Tutte le linee guida in materia di assistenza al lutto perinatale, a tutte le età gestazionali, contengono le risposte corrette a queste affermazioni irrispettose, che per molti genitori sono divenute veri e propri abusi: si configura un abuso ogni qual volta un interlocutore “esperto” interrogato in merito alle sue competenze sul campo risponde non in base a ciò che dovrebbe sapere, o ciò che potrebbe servire al suo assistito, ma in base alla sua opinione personale, o per sentito dire.
La principale responsabilità di questi abusi non è dei singoli operatori, totalmente abbandonati in questo specifico settore fin dagli studi universitari, ma di chi organizza i percorsi di formazione sia pre che post laurea. Una grossa parte di responsabilità è inoltre delle aziende ospedaliere, che lasciano gli operatori in trincea senza fornire loro nessun aggiornamento e nessun sostegno che consenta loro di svolgere un lavoro rispettoso e competente anche con le coppie colpite da lutto perinatale. Il fatto che tre o quattro aziende facciano formazione è lodevole, per quelle aziende specifiche, ma non risolve il problema di tutte le altre centinaia di aziende ospedaliere italiane, che assistono le donne e anche le donne in lutto.
Questa catena di incuria reiterata lascia sul campo molte vittime: le donne, i loro compagni, i loro bambini nati morti, o vissuti per poco tempo, gli operatori coinvolti nella cura senza strumenti idonei per la cura.
Le prime vittime di violenza ostetrica accanto alle donne, sono gli operatori sanitari.

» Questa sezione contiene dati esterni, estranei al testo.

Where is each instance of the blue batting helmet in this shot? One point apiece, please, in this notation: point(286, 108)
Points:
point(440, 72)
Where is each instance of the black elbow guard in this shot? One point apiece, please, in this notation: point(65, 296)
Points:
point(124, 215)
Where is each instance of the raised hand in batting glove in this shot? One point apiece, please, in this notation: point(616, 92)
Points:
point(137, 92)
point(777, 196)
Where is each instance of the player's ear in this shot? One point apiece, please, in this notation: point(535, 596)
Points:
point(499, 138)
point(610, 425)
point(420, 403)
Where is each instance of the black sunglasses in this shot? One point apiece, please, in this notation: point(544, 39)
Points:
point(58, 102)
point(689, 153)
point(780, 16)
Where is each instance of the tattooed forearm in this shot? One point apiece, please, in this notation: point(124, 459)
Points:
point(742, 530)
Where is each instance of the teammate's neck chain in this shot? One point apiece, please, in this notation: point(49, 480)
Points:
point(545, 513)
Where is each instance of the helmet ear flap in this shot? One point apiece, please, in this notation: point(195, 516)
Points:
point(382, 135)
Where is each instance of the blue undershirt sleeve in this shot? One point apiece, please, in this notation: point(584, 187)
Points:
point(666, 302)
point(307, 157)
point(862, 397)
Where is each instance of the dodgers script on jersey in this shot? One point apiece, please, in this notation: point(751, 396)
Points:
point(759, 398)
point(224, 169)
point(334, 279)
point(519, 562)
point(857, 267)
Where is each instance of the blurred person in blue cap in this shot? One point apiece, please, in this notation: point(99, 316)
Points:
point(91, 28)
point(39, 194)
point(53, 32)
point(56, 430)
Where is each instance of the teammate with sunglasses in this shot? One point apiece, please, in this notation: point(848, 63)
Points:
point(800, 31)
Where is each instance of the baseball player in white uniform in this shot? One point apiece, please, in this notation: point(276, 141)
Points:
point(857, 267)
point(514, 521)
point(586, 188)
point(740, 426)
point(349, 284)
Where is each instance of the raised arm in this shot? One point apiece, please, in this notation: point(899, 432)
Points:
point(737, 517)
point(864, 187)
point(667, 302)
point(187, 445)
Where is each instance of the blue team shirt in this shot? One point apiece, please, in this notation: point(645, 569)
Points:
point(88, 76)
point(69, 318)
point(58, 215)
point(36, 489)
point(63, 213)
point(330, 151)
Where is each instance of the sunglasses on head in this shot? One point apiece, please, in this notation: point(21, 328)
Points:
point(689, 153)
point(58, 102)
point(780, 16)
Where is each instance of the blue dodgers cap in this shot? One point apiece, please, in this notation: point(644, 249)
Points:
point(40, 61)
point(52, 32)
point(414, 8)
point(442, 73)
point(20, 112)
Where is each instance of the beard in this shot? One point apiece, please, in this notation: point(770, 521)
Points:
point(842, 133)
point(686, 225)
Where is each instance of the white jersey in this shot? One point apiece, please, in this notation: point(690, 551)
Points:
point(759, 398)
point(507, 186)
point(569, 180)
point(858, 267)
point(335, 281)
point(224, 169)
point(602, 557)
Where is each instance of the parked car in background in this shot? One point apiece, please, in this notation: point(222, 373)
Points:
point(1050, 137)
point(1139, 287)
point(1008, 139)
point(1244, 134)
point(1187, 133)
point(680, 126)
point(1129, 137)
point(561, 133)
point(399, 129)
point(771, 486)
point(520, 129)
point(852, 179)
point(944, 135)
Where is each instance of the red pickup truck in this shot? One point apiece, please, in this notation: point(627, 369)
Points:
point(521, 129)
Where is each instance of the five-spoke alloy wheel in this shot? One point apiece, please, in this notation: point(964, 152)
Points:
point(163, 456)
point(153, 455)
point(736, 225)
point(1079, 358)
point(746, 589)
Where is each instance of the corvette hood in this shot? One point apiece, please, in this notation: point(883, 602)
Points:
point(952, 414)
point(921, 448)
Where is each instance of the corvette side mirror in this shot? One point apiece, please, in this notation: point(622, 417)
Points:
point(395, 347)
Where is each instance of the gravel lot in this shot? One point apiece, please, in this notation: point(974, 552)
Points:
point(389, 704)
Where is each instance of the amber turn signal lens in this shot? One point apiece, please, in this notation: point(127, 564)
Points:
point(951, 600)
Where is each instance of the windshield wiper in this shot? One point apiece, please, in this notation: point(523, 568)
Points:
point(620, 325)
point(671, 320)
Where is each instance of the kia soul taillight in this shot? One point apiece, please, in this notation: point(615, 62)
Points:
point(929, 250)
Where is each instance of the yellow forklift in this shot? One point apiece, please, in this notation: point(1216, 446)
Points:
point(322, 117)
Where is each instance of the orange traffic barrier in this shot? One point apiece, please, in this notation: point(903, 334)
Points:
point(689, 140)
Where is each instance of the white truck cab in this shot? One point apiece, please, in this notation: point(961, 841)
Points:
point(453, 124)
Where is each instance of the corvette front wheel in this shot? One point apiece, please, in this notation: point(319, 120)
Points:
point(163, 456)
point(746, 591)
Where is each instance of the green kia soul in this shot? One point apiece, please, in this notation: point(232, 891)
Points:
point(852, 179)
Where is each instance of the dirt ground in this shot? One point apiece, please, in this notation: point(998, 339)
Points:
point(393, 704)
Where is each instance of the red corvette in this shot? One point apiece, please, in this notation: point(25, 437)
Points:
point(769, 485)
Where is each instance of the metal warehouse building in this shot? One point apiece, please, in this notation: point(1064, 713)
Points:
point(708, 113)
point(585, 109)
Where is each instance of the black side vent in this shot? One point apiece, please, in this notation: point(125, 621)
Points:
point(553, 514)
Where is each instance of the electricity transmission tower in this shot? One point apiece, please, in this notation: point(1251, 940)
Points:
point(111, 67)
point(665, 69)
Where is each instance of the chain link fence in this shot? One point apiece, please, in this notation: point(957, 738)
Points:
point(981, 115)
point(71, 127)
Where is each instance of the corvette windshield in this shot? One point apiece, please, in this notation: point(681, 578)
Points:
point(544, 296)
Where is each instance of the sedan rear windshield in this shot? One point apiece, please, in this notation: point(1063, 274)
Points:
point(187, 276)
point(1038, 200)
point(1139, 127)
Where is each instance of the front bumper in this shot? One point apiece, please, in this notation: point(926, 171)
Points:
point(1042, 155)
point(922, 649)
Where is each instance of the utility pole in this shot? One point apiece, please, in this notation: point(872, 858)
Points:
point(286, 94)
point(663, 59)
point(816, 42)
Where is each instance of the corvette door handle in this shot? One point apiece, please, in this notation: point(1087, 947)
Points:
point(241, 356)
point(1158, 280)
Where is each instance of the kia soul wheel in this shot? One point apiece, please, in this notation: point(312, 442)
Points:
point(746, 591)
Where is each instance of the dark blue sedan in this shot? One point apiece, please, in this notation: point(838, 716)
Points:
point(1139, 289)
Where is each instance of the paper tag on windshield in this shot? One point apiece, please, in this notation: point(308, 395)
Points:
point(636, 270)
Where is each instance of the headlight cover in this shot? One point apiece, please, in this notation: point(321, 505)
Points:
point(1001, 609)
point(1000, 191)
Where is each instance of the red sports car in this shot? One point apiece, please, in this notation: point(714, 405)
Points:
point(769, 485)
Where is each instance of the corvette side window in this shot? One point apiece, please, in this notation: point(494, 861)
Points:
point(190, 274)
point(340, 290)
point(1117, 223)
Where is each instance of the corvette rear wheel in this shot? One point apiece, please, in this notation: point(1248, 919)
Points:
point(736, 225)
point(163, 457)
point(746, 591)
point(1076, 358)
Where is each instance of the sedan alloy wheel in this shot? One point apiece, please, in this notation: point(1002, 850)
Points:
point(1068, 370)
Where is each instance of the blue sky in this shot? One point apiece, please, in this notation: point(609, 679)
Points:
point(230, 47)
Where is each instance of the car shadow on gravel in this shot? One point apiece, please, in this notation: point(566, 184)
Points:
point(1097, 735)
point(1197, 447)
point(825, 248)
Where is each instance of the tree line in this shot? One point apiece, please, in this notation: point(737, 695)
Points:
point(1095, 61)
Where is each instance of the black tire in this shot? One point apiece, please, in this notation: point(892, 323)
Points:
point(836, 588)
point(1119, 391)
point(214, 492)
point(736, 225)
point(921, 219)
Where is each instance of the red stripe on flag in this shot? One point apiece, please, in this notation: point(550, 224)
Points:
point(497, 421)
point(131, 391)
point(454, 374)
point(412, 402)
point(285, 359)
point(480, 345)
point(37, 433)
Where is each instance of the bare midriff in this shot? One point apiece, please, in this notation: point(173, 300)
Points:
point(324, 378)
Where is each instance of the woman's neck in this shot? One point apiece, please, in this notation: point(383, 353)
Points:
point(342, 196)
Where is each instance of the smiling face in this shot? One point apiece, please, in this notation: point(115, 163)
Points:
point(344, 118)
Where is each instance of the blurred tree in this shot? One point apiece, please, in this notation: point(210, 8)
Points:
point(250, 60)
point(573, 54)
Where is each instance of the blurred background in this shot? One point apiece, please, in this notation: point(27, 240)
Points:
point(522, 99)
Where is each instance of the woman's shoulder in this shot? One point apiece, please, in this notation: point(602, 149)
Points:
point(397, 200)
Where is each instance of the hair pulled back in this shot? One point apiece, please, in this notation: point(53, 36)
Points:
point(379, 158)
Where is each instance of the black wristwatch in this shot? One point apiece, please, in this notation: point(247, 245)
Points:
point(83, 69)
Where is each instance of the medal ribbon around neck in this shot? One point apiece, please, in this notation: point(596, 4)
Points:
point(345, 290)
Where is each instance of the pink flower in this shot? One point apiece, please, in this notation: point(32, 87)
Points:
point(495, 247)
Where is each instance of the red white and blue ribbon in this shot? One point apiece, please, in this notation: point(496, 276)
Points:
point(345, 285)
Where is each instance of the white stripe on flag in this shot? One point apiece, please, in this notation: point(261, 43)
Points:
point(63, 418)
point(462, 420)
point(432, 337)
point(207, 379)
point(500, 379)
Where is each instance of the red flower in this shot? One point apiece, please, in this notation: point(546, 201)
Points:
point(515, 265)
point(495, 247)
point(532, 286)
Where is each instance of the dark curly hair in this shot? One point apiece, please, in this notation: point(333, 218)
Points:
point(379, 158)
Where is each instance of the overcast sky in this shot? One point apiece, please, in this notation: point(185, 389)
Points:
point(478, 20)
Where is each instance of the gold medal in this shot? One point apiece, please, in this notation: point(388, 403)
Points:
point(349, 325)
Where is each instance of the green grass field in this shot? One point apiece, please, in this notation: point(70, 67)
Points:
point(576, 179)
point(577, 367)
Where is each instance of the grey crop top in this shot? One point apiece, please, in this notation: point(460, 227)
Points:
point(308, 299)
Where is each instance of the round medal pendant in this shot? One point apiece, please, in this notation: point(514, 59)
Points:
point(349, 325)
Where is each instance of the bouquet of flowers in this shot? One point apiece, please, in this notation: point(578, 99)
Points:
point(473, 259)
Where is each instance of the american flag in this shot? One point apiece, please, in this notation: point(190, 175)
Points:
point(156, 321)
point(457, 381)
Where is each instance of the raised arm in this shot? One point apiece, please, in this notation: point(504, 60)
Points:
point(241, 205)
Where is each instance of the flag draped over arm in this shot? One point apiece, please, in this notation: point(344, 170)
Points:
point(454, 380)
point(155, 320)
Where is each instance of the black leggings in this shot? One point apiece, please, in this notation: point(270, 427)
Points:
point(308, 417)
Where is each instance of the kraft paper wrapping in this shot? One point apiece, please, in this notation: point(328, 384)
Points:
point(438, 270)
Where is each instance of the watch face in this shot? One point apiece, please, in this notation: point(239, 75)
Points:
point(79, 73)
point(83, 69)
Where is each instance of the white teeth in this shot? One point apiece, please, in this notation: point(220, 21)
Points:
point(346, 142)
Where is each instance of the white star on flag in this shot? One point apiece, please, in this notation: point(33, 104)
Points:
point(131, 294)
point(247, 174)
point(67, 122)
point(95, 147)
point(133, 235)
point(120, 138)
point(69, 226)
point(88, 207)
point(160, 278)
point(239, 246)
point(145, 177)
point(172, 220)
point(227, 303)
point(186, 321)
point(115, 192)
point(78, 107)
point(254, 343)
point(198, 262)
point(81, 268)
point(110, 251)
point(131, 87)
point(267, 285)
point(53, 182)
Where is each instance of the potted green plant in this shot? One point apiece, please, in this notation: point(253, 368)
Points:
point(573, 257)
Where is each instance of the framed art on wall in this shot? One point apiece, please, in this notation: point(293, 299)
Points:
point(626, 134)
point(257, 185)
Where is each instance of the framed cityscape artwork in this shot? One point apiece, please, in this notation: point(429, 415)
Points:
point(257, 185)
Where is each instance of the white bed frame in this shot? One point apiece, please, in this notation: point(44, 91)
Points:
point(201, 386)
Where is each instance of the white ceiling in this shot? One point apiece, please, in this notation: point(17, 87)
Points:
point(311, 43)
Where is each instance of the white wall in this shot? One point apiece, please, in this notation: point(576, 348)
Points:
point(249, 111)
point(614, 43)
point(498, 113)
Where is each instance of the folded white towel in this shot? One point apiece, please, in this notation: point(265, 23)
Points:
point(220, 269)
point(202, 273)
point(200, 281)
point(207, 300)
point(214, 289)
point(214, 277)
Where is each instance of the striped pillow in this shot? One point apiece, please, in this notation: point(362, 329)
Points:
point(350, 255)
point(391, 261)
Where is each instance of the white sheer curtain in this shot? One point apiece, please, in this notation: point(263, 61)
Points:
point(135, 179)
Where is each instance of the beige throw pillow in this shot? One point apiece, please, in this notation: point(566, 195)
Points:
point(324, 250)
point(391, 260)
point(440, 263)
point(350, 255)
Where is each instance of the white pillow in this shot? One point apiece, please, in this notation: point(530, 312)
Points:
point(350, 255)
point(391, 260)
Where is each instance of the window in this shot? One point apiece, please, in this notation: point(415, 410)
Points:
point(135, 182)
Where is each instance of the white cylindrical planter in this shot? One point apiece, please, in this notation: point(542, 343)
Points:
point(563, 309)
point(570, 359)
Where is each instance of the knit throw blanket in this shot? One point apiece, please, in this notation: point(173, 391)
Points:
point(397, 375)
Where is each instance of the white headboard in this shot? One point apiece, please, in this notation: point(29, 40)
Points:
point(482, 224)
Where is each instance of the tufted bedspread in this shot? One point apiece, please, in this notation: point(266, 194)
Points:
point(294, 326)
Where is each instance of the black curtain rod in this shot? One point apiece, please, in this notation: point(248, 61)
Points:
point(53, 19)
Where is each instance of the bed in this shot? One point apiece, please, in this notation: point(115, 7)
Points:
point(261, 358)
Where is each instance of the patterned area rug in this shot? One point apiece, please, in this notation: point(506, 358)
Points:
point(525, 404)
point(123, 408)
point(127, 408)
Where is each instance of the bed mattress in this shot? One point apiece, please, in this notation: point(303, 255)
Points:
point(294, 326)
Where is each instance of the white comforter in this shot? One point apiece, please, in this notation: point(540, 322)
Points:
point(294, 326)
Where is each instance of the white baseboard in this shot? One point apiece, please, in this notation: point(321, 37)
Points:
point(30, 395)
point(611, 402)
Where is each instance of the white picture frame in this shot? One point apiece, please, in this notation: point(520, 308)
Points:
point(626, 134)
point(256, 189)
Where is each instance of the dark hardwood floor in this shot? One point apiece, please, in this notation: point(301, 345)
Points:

Perché nessuna donna debba implorare di poter vedere il suo bambino morto;
Perché nessuna donna debba ricevere informazioni sbagliate sugli approfondimenti diagnostici in caso di aborto, parto pretermine e morte perinatale;
Perché nessuna donna debba sentirsi ridicolmente romantica quando chiede di poter seppellire suo figlio, di nove settimane, dal momento che questa opzione è prevista dalla legge italiana;
Perché nessun operatore ignorando gli studi sulla morte in utero dia informazioni sbagliate ai genitori in lutto;
Perché nessun operatore debba brancolare nel buio quando assiste una donna colpita da morte prenatale o perinatale e sia costretto a improvvisare un sostegno per il quale non è preparato;
Perché il dolore, fisico e psicologico, vengano riconosciuti e debitamente trattati, insieme alla donna, e non al suo posto o “Per il suo bene”;
Perché ogni bambino possa essere riconosciuto in quanto tale e trattato con dignità e rispetto, e non come un ammasso di cellule morte, o un reperto anatomico privo di significato;
Perché anche l’Italia metta i suoi cittadini, genitori e operatori, nella condizione di poter lavorare al meglio con tutte le donne e tutte le coppie in gravidanza, anche quando la gravidanza esita in un lutto;
Perché l’abuso e la mancanza di rispetto durante un evento traumatico amplificano il trauma, aggiungendo una traumatizzazione secondaria e ostacolano l’elaborazione del lutto;
Perché l’abuso e la mancanza di rispetto durante un evento traumatico ostacolano la resilienza della vittima, e complicano l’accesso alle sue risorse interiori;
Perché l’ignoranza è nemica della resilienza.
Oggi, 25 Novembre 2017, sarò in Parlamento #InQuantoDonna ma soprattutto #InQuantoDonnaMedico #InQuantoMammaSpeciale per tutte le famiglie di CiaoLapo e per tutti i nostri operatori, che ogni giorno, con dedizione e responsabilità, lavorano con noi per cambiare le cose e umanizzare le cure. Anche dopo un lutto perinatale.
Grazie alle ragazze di #bastatacere, rispettose compagne di viaggio;
Grazie alle mie amiche ostetriche, sagge e preziose;
Grazie ai miei maestri, da cui ho imparato che senza ascolto e rispetto non c’è curriculum che tenga;
Grazie ai nostri bambini, continua fonte di ispirazione e bellezza.